Extrait de « Libération » du 13.11.04 : dans la ZEP de Vaux-en-Velin (Rhône)

La violence du quartier a rattrapé les Noirettes : les profs d’un collège de Vaulx-en-Velin qui veulent des effectifs (d’assistants d’éducation) ont posé un préavis de grève reconductible.

Un collégien montre le banc, couvert de tags. Des insultes antisémites, des prénoms de filles associés à des insanités. « Dans les toilettes et les couloirs, dit-il, c’est pire. » Lui n’y traîne jamais, pour éviter de se faire frapper ou cracher dessus. Il a débarqué cette année en sixième dans ce collège des Noirettes, à Vaulx-en-Velin, dans la banlieue est de Lyon. Un établissement croyait-on préservé, mais, il y a huit jours, une pierre a brisé un carreau de la salle des professeurs. Ils ont fait jouer leur droit de retrait, estimant leur sécurité et celle de leurs élèves menacées. L’épisode suivait une longue liste d’incidents, d’agressions. Une montée brutale de la violence, que les enseignants attribuent clairement à la disparition des aides-éducateurs qui participaient à l’encadrement des élèves.

Inacceptable.

Le collège des Noirettes se trouve dans le quartier du Mas-du-Taureau. Il est classé en réseau d’éducation prioritaire (REP) et en zone de prévention de la violence, ce qui lui permet de compter peu d’élèves par classe (une vingtaine en moyenne), et deux conseillers principaux d’éducation, une assistante sociale et une infirmière à plein temps. Jusqu’à l’année dernière, neuf aides-éducateurs assuraient aussi les activités périscolaires et offraient une présence rassurante dans les couloirs. Cinq ont quitté le collège, remplacés par quatre assistants d’éducation à mi-temps. « Dès le retour des vacances de février dernier, nous avons senti monter la pression », dit Marylin Blondeau, professeur de sciences et vie de la Terre (syndiquée CNT). Puis la situation a dégénéré, à la rentrée 2004. « Dans les couloirs, les plus petits sont terrorisés, constate Dominique Laffont, professeur d’allemand (SNES). Ils ne se sentent pas du tout bien et ce climat déborde à présent dans les classes. » Sarah, une élève de troisième, confirme : « Il y en a qui se font agresser, on reçoit plein de projectiles et des professeurs sont menacés. On trouve ça inacceptable. »

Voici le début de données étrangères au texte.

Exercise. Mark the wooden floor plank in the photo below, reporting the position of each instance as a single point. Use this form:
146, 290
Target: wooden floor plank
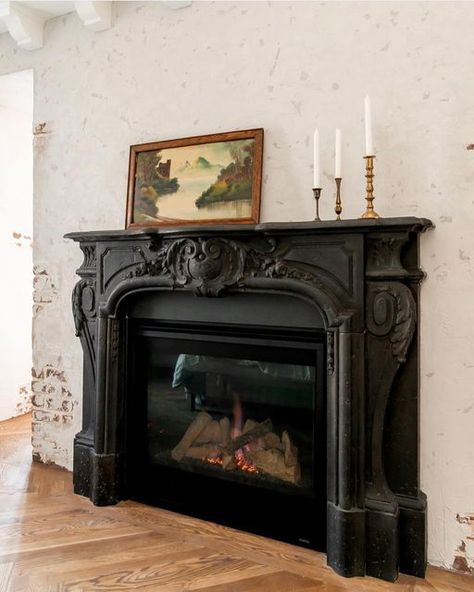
54, 541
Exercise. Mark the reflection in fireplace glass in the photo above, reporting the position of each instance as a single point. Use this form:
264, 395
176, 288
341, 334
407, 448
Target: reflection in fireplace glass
236, 419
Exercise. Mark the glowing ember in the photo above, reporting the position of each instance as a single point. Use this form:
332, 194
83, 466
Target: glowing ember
243, 464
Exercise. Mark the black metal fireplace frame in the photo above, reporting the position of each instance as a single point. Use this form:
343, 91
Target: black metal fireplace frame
363, 278
285, 515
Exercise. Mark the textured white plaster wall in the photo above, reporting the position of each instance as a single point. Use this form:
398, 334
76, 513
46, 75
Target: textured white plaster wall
286, 67
16, 228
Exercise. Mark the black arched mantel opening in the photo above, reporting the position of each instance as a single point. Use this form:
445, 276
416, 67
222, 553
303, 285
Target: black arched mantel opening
363, 279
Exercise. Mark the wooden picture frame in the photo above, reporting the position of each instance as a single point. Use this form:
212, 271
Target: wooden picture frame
211, 179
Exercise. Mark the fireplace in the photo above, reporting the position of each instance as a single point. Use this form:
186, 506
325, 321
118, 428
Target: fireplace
235, 415
264, 377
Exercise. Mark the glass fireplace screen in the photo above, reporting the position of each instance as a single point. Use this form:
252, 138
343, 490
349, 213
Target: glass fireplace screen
232, 410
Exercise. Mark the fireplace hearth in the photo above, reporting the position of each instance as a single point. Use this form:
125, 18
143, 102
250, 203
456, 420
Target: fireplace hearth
264, 377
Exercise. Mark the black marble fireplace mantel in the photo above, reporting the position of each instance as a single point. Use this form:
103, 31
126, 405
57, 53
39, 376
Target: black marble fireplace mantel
363, 278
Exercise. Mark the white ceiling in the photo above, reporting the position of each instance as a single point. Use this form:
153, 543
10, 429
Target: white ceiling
49, 9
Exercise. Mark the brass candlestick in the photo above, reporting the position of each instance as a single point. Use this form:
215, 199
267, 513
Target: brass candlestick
338, 208
369, 188
317, 195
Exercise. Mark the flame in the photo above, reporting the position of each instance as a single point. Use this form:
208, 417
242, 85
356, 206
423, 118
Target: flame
237, 421
241, 462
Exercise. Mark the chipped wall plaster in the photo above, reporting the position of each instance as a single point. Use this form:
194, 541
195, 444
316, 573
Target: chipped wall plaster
285, 66
16, 227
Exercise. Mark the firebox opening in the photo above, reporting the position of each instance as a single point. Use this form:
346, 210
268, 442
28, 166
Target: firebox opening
228, 424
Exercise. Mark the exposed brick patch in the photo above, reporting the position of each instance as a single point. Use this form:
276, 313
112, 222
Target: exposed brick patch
53, 406
44, 289
464, 557
24, 399
52, 400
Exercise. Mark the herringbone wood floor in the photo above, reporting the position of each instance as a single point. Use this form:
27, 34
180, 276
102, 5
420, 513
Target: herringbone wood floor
54, 541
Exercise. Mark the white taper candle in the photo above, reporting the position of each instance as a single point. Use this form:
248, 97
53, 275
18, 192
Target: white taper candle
369, 143
338, 158
317, 161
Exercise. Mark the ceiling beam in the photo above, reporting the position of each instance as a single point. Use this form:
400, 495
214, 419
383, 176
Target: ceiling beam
24, 24
96, 16
177, 4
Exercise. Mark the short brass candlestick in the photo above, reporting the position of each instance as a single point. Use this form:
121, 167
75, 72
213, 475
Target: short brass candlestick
369, 188
338, 208
317, 195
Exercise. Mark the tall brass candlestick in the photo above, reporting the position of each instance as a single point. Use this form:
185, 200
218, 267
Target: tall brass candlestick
369, 188
317, 195
338, 208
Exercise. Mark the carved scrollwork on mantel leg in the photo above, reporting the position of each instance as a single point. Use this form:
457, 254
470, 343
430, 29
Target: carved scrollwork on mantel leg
84, 308
391, 318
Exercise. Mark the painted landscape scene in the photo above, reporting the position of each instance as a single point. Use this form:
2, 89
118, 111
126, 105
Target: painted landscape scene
196, 182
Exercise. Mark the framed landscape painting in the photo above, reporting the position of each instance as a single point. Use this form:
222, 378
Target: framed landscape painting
212, 179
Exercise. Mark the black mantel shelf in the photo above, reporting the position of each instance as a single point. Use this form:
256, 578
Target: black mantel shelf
404, 224
361, 278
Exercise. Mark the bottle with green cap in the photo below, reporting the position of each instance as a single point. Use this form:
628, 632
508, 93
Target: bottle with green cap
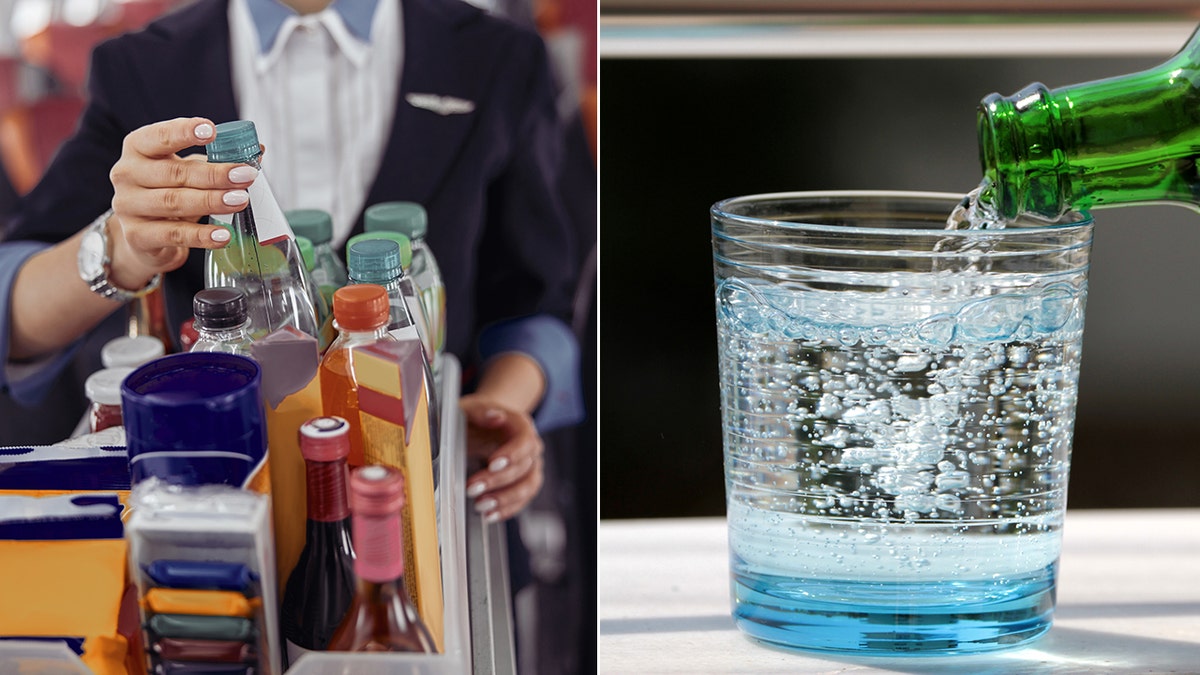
375, 260
411, 220
328, 270
1126, 139
262, 257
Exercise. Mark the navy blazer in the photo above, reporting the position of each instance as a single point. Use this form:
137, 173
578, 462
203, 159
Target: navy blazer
489, 179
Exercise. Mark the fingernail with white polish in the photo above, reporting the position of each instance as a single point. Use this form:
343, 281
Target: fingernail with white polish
235, 197
243, 174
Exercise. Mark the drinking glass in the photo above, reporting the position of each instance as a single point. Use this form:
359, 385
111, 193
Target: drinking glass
898, 402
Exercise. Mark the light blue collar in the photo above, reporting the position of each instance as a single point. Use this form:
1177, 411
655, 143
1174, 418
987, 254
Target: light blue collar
270, 15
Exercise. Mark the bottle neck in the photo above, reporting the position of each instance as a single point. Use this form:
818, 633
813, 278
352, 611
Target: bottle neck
327, 490
1109, 142
234, 334
358, 336
379, 548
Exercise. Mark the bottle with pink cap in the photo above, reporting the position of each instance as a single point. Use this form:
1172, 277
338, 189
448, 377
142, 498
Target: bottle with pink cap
382, 616
322, 584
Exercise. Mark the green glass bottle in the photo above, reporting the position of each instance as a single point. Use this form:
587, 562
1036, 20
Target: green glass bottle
1125, 139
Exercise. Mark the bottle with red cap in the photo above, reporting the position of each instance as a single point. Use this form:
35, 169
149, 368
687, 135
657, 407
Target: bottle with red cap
382, 616
322, 584
360, 315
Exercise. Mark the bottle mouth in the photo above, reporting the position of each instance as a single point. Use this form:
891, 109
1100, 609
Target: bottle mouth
993, 120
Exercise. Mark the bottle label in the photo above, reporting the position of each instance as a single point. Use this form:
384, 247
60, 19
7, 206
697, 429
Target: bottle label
273, 225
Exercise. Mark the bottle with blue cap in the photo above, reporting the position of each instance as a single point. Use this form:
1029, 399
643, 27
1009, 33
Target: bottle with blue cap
381, 261
411, 220
262, 257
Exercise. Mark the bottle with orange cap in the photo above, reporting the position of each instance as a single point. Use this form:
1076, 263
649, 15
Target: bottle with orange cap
360, 315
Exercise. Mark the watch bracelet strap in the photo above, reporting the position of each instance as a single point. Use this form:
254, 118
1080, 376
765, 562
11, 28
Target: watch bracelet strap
105, 286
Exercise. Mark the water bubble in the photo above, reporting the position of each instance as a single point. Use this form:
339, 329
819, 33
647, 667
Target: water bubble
952, 479
918, 454
1055, 309
936, 330
916, 503
912, 363
903, 482
945, 408
991, 318
949, 502
828, 406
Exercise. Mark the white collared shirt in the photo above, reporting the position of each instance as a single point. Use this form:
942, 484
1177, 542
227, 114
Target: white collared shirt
323, 103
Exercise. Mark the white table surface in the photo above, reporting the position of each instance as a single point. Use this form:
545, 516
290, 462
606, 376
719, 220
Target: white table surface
1128, 603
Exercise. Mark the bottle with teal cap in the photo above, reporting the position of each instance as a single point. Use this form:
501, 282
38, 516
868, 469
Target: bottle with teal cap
324, 314
317, 226
262, 257
378, 261
411, 220
1127, 139
381, 258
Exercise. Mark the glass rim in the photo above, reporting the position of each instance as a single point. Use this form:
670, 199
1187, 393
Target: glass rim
720, 211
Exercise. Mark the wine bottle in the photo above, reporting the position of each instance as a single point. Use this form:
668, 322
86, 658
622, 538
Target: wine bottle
322, 584
382, 617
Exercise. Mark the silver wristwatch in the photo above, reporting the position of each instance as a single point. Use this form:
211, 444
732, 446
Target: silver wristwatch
95, 260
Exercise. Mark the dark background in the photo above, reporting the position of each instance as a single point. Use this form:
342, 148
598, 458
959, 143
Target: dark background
681, 135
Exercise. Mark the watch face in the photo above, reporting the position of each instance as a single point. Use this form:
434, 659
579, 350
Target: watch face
91, 256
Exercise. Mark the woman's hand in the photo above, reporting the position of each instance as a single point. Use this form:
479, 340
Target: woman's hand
509, 444
159, 197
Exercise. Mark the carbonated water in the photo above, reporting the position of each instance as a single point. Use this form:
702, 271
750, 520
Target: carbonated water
897, 455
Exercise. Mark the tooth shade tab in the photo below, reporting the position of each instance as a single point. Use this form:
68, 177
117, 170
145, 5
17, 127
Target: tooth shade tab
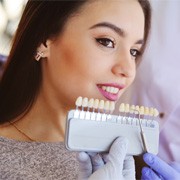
141, 110
122, 107
111, 106
106, 106
146, 111
132, 109
79, 101
151, 111
156, 112
136, 109
101, 104
85, 102
96, 103
90, 103
127, 108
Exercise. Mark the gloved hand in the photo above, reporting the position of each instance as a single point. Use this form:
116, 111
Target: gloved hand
158, 169
113, 166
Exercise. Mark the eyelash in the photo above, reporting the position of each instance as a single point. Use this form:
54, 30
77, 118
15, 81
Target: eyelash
105, 42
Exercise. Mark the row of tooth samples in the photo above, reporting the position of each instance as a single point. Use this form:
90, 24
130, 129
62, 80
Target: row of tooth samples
95, 104
126, 108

Un enseignant a reçu un caillou, un midi, en allant déjeuner. Une pierre a aussi fini dans une salle de cours, avant celle qui a brisé la vitre de la salle des profs, le jeudi 4 novembre. « Ces projectiles venaient de l’extérieur du collège, relativise l’inspecteur d’académie, Bernard Javaudin. Ce sont des faits qui relèvent de l’ordre public, de la sécurisation des abords. » Une réunion du contrat local de sécurité est d’ailleurs prévue mardi soir.

Exclusions

Mais, pour les enseignants, le climat se détériore surtout au sein de l’établissement. Une élève de sixième y a été partiellement déshabillée, dans un couloir, il y a quelques semaines. Et depuis la rentrée, plus d’une centaine de demi-journées d’exclusion ont été prononcées à l’encontre de vingt-deux élèves. « Avant, nous pratiquions des exclusions - inclusions, raconte Marylin Blondeau. Ils devaient venir travailler en permanence. Mais nous n’avons plus les moyens de le faire et cela se transforme en jours de vacances. » Quatre élèves ont aussi été définitivement mis dehors. « Mais quand on prononce une exclusion, soupire un jeune professeur, on nous envoie à la place un autre élève, exclu d’ailleurs. »

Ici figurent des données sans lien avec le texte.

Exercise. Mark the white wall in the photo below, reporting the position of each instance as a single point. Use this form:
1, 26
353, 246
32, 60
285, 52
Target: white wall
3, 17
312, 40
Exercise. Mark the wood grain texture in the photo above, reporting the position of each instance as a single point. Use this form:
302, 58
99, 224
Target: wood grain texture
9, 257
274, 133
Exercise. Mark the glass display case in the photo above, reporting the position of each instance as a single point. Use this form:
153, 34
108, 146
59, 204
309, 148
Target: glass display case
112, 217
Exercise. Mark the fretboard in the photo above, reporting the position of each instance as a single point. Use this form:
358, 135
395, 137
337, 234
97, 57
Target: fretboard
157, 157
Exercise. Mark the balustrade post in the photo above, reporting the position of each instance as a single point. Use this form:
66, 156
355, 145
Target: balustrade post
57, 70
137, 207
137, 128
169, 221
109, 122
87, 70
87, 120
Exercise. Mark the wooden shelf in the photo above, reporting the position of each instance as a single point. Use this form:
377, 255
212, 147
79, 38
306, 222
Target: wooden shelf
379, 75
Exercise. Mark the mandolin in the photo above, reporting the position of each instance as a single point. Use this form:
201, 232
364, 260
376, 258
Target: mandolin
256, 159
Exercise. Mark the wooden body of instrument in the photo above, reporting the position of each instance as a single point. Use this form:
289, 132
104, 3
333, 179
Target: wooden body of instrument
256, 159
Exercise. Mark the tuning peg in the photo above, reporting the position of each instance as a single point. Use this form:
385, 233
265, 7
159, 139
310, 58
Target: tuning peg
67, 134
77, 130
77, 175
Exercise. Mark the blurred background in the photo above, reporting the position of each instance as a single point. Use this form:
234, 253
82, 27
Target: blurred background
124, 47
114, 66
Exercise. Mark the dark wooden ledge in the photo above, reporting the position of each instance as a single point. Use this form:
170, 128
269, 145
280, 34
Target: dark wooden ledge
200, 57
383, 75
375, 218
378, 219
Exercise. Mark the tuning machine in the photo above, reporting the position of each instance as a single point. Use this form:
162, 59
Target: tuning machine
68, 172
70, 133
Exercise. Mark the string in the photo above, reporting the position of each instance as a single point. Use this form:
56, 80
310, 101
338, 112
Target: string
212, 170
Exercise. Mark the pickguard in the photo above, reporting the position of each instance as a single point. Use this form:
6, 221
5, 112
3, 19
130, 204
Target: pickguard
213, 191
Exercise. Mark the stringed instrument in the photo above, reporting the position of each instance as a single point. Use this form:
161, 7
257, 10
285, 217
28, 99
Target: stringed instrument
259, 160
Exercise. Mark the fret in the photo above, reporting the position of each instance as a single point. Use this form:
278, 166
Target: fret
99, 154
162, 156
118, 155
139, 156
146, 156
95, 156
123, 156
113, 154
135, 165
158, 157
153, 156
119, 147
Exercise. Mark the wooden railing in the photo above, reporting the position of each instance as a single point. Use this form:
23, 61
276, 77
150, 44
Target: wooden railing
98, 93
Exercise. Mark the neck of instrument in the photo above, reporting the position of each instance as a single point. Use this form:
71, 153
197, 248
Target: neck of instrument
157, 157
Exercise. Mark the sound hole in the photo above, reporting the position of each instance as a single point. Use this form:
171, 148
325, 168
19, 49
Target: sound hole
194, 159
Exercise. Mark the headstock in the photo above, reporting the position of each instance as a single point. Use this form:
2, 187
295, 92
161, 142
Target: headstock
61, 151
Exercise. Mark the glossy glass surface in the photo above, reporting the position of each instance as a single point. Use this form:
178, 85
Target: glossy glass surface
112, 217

Quelques semaines après la rentrée, un élève est ainsi arrivé dans cet établissement sensible, après s’être fait jeter de six collèges ces dernières années. Il a tenu trois semaines, puis a lancé au principal : « Je vais niquer ta grand-mère, fils de pute ! » Bernard Javaudin, l’inspecteur d’académie, promet de tenter, « dans les mois qui viennent, de ne plus mettre d’élèves exclus aux Noirettes ». En attendant, un nouveau arrive lundi dans une classe difficile, dont le professeur principal soupire : « On est tous au service de l’Etat, mais on a l’impression, aux Noirettes, de l’être nettement plus qu’ailleurs. »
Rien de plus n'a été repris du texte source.